Invenção que pode mudar medicina nos países mais pobres custa apenas R$0.60

Custando menos de um real, o dispositivo que pode mudar a medicina de países pobres e sem locais com infraestrutura adequada, pode salvar vidas. A invenção que foi Batizada de “Paperfuge”, junção das palavras “paper” (papel) e “fuge”(do inglês centrifuge -centrífuga em português), é resultado de pesquisas feitas em Stanford (uma universidade de pesquisa privada localizada em Palo Alto, Califórnia. É uma das instituições mais prestigiadas do mundo, e é conhecida por ter a maior seletividade de graduação). Um dos envolvidos, o professor assistente de bioengenharia e pesquisador Manu Prakash, possui uma linha de pesquisa voltada para a criação de soluções e alternativas de baixo custo, objetivando o cuidado da saúde em países pobres.

Seguindo a proposta, o Paperfuge que se adequa perfeitamente às pretensões do pesquisador, tem seu custo em materiais na marca dos vinte centavos de dólar, algo próximo a sessenta centavos brasileiros, e que pode causar um grande impacto no mundo.

A detecção de portadores do vírus HIV, que além não possuir cura é recorrente em países pobres e carentes de infraestrutura, a confirmação de casos de malária, bem como também diversos outros procedimentos médicos, é dependente das centrífugas, que são equipamentos indispensáveis para a realização desses exames.

Para que elas possam funcionar (as centrífugas), grandes espaços precisam ser dispendidos, energia elétrica e dinheiro.
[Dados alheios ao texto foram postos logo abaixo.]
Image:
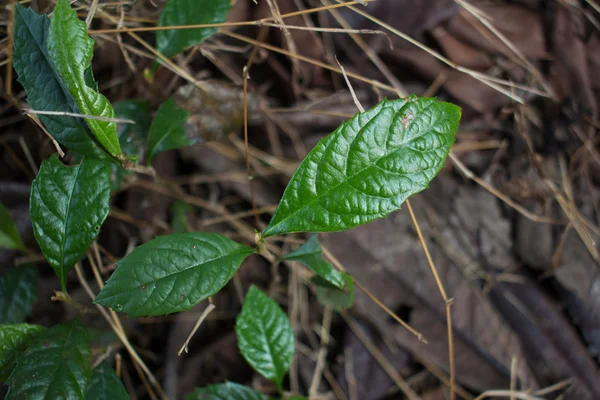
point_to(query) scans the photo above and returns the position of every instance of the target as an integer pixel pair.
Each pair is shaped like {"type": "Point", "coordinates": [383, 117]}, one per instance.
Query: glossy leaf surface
{"type": "Point", "coordinates": [225, 391]}
{"type": "Point", "coordinates": [167, 131]}
{"type": "Point", "coordinates": [18, 293]}
{"type": "Point", "coordinates": [368, 167]}
{"type": "Point", "coordinates": [56, 365]}
{"type": "Point", "coordinates": [311, 255]}
{"type": "Point", "coordinates": [105, 385]}
{"type": "Point", "coordinates": [188, 12]}
{"type": "Point", "coordinates": [71, 51]}
{"type": "Point", "coordinates": [9, 234]}
{"type": "Point", "coordinates": [172, 273]}
{"type": "Point", "coordinates": [67, 207]}
{"type": "Point", "coordinates": [334, 297]}
{"type": "Point", "coordinates": [265, 336]}
{"type": "Point", "coordinates": [44, 88]}
{"type": "Point", "coordinates": [14, 339]}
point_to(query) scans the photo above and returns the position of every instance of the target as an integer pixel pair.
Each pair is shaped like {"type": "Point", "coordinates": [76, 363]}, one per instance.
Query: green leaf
{"type": "Point", "coordinates": [105, 385]}
{"type": "Point", "coordinates": [9, 234]}
{"type": "Point", "coordinates": [71, 51]}
{"type": "Point", "coordinates": [167, 131]}
{"type": "Point", "coordinates": [188, 12]}
{"type": "Point", "coordinates": [18, 293]}
{"type": "Point", "coordinates": [55, 366]}
{"type": "Point", "coordinates": [311, 255]}
{"type": "Point", "coordinates": [368, 166]}
{"type": "Point", "coordinates": [179, 220]}
{"type": "Point", "coordinates": [132, 137]}
{"type": "Point", "coordinates": [67, 207]}
{"type": "Point", "coordinates": [331, 296]}
{"type": "Point", "coordinates": [265, 336]}
{"type": "Point", "coordinates": [14, 339]}
{"type": "Point", "coordinates": [225, 391]}
{"type": "Point", "coordinates": [172, 273]}
{"type": "Point", "coordinates": [44, 88]}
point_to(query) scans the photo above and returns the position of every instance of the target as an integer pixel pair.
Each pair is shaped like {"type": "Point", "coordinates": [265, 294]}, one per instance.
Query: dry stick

Segundo Prakash em vídeo produzido por Stanford, “Um bilhão de pessoas em nosso planeta vivem sem eletricidade, infraestrutura, estradas e qualquer tipo de assistência média”.

Visando modificar esse quadro, tendo como inspiração um antigo brinquedo o novo dispositivo tem como finalidade substituir essas centrifugas, que trabalham para separar o plasma do sangue. O simples manuseio do Paperfuge acrescido da fixação de um fino tubo de vidro contendo o sangue a ser analisado em sua estrutura, fazem todo o trabalho antes apenas viável com as centrifugas. Uma vez que o tubo se encontra preenchido com o sangue, basta brincar. O conteúdo do tubo gira em uma grande velocidade, e o conteúdo é de igual maneira separado no tubo.

Testes realizados comprovaram que a amostra de sangue pode girar a até 125.000 rotações por minuto (RPM), já uma centrífuga profissional chega a marca de 15.800 RPM. Além da eficiência, o uso dessa tecnologia que custa tão pouco, pode ser uma importante ferramenta para o combate a doenças em países que carecem de uma infraestrutura médico hospitalar necessária para tratamentos adequados.